Former Canadian diplomat Colin Robertson, vice-president of the Canadian Global Affairs Institute, said the domestic budget isn’t unlike spending packages that have come out of the United States and Europe.
He added much of the budget’s focus is to strengthen the domestic situation to build the desired foreign policy, which he said is the same approach as the Biden administration.
“If Canada wants to do things abroad, it first of all has to get its domestic house in order,” he said. “And that starts with of course with recovery from COVID economically, and only then will we have the kind of capacity to continue to do work abroad.”
While foreign policy doesn’t feature predominantly in the budget, Mr. Robertson said it doesn’t mean that the government isn’t looking at global affairs.
Mr.

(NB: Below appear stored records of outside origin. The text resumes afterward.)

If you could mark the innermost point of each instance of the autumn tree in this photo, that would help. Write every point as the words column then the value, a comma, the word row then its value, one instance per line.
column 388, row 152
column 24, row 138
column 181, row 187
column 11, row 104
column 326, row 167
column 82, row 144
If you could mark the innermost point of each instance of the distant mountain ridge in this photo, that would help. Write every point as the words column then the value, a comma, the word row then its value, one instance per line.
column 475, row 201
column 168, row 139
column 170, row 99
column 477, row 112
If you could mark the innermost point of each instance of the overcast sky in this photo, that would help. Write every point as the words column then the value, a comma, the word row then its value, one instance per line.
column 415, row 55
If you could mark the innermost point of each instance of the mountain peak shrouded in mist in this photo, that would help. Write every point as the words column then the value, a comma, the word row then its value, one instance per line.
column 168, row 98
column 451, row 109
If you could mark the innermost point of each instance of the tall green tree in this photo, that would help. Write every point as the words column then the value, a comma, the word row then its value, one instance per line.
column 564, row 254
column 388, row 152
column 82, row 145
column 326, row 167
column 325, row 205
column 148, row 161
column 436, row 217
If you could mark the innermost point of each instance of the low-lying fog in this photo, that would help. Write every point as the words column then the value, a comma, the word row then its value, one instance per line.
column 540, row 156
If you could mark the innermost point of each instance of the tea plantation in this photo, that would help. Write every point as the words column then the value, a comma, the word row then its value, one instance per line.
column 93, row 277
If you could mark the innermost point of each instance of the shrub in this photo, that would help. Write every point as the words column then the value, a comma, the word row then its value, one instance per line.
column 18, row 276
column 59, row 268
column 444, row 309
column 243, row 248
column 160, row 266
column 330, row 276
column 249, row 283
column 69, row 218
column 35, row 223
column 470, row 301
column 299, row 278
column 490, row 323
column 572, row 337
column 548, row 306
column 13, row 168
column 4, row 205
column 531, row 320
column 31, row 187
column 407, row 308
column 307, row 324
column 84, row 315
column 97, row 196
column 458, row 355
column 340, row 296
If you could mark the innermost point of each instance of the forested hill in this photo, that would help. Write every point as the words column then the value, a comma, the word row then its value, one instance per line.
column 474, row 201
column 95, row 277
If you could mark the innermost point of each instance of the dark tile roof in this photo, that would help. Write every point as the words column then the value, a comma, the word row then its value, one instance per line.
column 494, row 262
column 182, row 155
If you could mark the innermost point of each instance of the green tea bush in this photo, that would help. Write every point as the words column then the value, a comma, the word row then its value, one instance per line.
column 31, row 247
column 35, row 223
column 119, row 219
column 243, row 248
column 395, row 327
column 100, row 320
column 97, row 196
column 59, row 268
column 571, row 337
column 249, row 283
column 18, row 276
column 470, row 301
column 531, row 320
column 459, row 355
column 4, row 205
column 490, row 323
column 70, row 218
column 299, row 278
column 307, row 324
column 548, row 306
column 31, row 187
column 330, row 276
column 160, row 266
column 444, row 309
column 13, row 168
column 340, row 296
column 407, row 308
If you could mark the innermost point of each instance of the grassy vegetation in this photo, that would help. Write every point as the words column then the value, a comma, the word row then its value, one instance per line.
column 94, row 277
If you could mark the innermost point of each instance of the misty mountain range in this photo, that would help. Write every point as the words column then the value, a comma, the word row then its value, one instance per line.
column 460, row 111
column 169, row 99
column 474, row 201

Robertson said the foreign policy initiatives that were announced are “housekeeping” and largely are things the government was already doing.
He noted that the funding for the Rohingya crisis in Myanmar reflects an approach of the government to target specific efforts where it thinks it can make a difference.
“We’ve taken a leadership role, which is kind a niche foreign policy, which I think is a helpful fixer role,” he said, noting the work of now-UN Ambassador Bob Rae and then-foreign affairs minister Chrystia Freeland (University-Rosedale, Ont.) on the file.